After damning inquiry report

Australia: Victorian parliament sets spending limits at Crown Melbourne in new gambling regulations

Crown Casino Melbourne.
2022-09-21
Reading time 2:29 min

The Victorian parliament has passed new restrictions on Crown’s Melbourne casino, forcing customers to set limits on their time and losses. The property has until the end of next year to establish these limitations, which cleared the upper house a month after a bill was first introduced to parliament.

The changes in the Casino Legislation Amendment (Royal Commission Implementation and Other Matters) Bill 2022 must be introduced at the casino by no later than December 2025 to allow for the development of technology that does not currently exist. 

It contemplates an AUD 1000 ($668) cash cap every 24 hours that must be implemented by the end of 2023 to tackle money laundering, and anyone who exceeds that limit will have to use casino-issued cards, reports The Age. The new restrictions follow a Royal Commission into Crown Melbourne’s suitability to hold a casino license in the Australian state, which delivered a scathing report in October last year.

After being found guilty of engaging in “illegal, dishonest, unethical and exploitative” behavior in its most recent inquiry, should Crown fail to prove a change in its culture, it will lose its Melbourne flagship casino license.  

A royal commission found “a catalog of wrongdoing” when reviewing Crown’s activities. Former Federal Court judge Ray Finkelstein said in his inquiry that “some were so callous that it is hard to imagine it could be engaged in by such a well-known corporation”, The Age further reported.  

Even though the judge found Crown unsuitable to hold a license in Melbourne, it gave the company two years to reform, as an immediate shutdown would have caused harm to the Victorian economy and to thousands of employees.


Crown's Sydney casino was also under review this year.

The Greens stated that the newly passed legislation is “an important first step." Its leader Samantha Ratnam pointed out that if the Victorian Labor government was serious about minimizing gambling harm, “it would introduce these limits everywhere, not just at Crown," which only accounts for 10% of Victoria’s poker machines.

On the counterpart, Premier Daniel Andrews said the government was supportive of requiring customers to make pre-gambling commitments on losses and times, despite declining to commit to doing so at a statewide level. 

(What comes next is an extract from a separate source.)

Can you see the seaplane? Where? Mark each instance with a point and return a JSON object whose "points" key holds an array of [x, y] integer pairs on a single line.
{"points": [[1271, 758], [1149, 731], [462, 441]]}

“For some people, those machines are dangerous, and our focus has always been on them and trying to provide support, a regulatory framework for that small number of  Victorians for whom gambling is a very serious problem," he said, as reported by the cited source. 

He however clarified that “this is not to say that all gaming, all wagering, all gambling,  is an illegitimate form of recreational activity. That has never been my view. But you’ve got to get the balance right."

The royal commission, triggered by a series of reports by The Age, The Sydney Morning Herald  and 60 Minutes in 2019, examined Crown’s treatment of problem gamblers, and how it knowingly broke laws and regulations, dodged Victorian taxes and refused to cooperate with the state’s gambling regulators.

The Victorian Gambling and Casino Control Commission in May punished Crown Resorts with a record AUD 80 million ($53.5 million) fine as a result of information that came to light at the royal commission, including its practice of accepting Chinese bank cards at the Melbourne casino to fund gambling and disguising the transactions as hotel expenses. The government also raised the maximum penalty for breaches last year from AUD 1 million to AUD 100 million ($66.9 million). 

Labor accepted all 33 recommendations handed down in the Finkelstein inquiry, 12 of which were dealt with under the new legislation. Entities would also be blocked from holding more than a 5% stake in the casino operator without the approval of the Victorian Gambling and Casino Control Commission.